Motif de cassation (1e moyen) Vu l'article R. 1452-7 du code du travail alors applicable, les articles 8 et 45 du décret n° 2016-660 du 20 mai 2016 : 9.
Il résulte des articles 8 et 45 du décret n° 2016-660 du 20 mai 2016 que les dispositions de l'article R. 1452-7 du code du travail, aux termes desquelles les demandes nouvelles dérivant du même contrat de travail sont recevables même en appel, demeurent applicables aux instances introduites devant les conseils de prud'hommes antérieurement au 1er août 2016. 10.
Pour déclarer irrecevables les demandes relatives au harcèlement moral, à l'inégalité de traitement et à l'exécution fautive du contrat de travail, la contestation du licenciement, l'arrêt constate que l'employeur prétend que ces demandes formées pour la première fois devant la cour d'appel par le salarié ne sont pas recevables en raison de l'abrogation de l'article R. 1452-7 du code du travail qui permettait au stade de l'appel d'examiner toutes les demandes nouvelles dérivant du même contrat de travail. 11.
L'arrêt ajoute qu'il résulte du jugement critiqué que le conseil des prud'hommes a statué sur les demandes relatives au défaut d'information lors de l'embauche, à l'inégalité de traitement et à l'exécution fautive du contrat de travail sous l'angle de la reconnaissance de son diplôme d'acheteur.
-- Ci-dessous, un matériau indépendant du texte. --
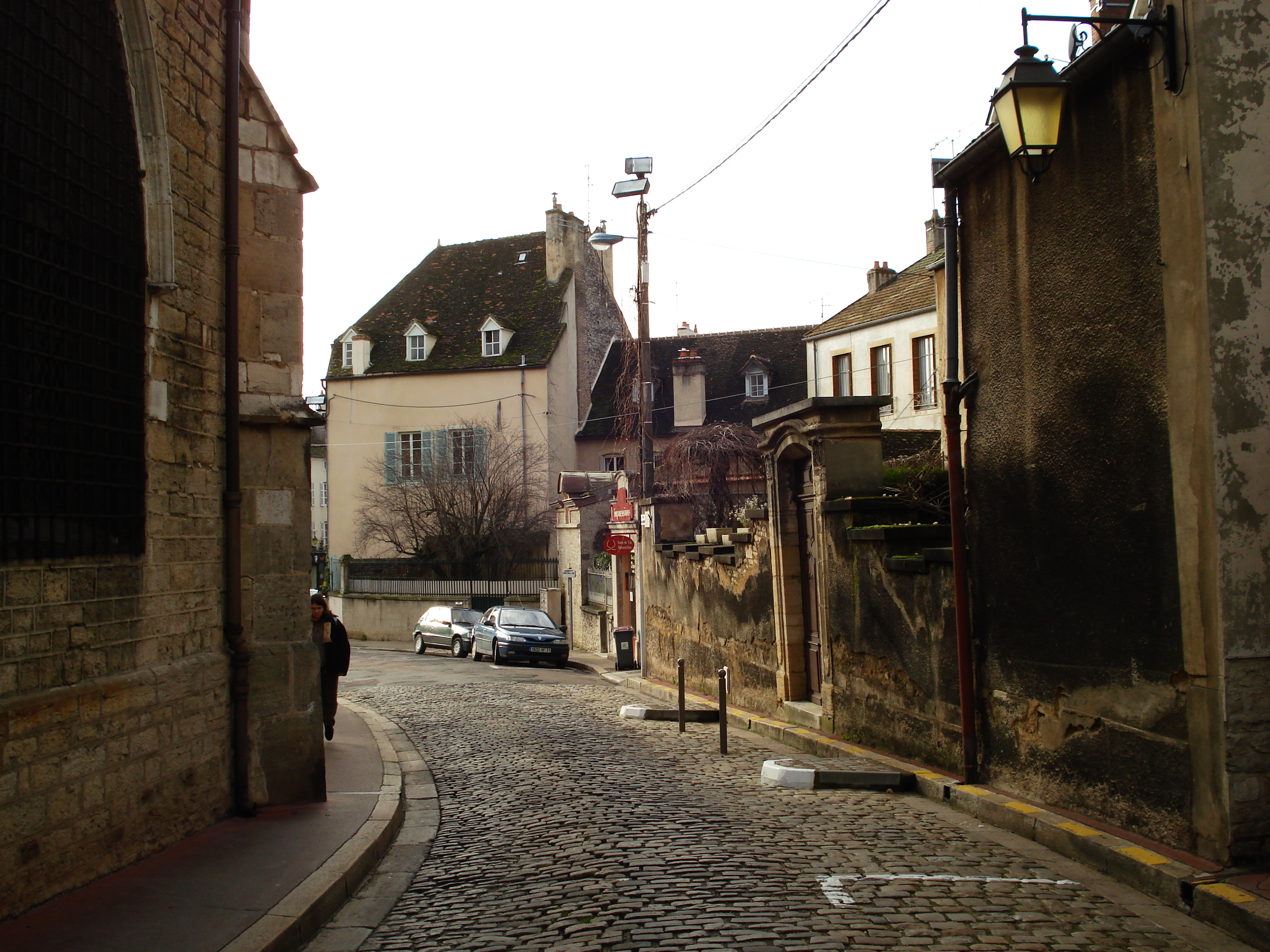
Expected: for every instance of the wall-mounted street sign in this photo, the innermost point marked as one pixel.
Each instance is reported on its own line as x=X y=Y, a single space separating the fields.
x=618 y=545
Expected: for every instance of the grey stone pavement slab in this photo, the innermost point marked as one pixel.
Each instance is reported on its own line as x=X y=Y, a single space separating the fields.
x=201 y=893
x=566 y=827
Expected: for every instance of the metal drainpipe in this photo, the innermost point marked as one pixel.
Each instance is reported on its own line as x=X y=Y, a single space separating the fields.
x=957 y=493
x=241 y=655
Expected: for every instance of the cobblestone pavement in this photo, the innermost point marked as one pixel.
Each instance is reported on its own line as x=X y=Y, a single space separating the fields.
x=564 y=828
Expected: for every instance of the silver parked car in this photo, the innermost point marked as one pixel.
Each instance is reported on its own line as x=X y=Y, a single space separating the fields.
x=507 y=634
x=446 y=628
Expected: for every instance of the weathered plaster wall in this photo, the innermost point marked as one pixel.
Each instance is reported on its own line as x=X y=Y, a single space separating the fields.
x=714 y=615
x=1076 y=598
x=892 y=641
x=1232 y=55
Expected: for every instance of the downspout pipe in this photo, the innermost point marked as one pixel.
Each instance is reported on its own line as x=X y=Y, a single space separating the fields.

Il précise que si la demande formée devant la cour à titre de blocage de carrière peut être reliée à la demande sur l'inégalité de traitement, en revanche les demandes formées au titre du harcèlement moral, de la violation de l'obligation de sécurité ou des engagements conventionnels ne peuvent être considérées comme ayant un lien suffisant avec les premières demandes pour être déclarées recevables. 12.
En statuant ainsi, alors qu'il résultait de ses constatations que le salarié avait saisi le conseil de prud'hommes le 29 avril 2015, ce dont elle aurait dû déduire que l'instance ainsi introduite était soumise au principe de la recevabilité en appel des demandes nouvelles dérivant du même contrat de travail, la cour d'appel a violé les textes susvisés.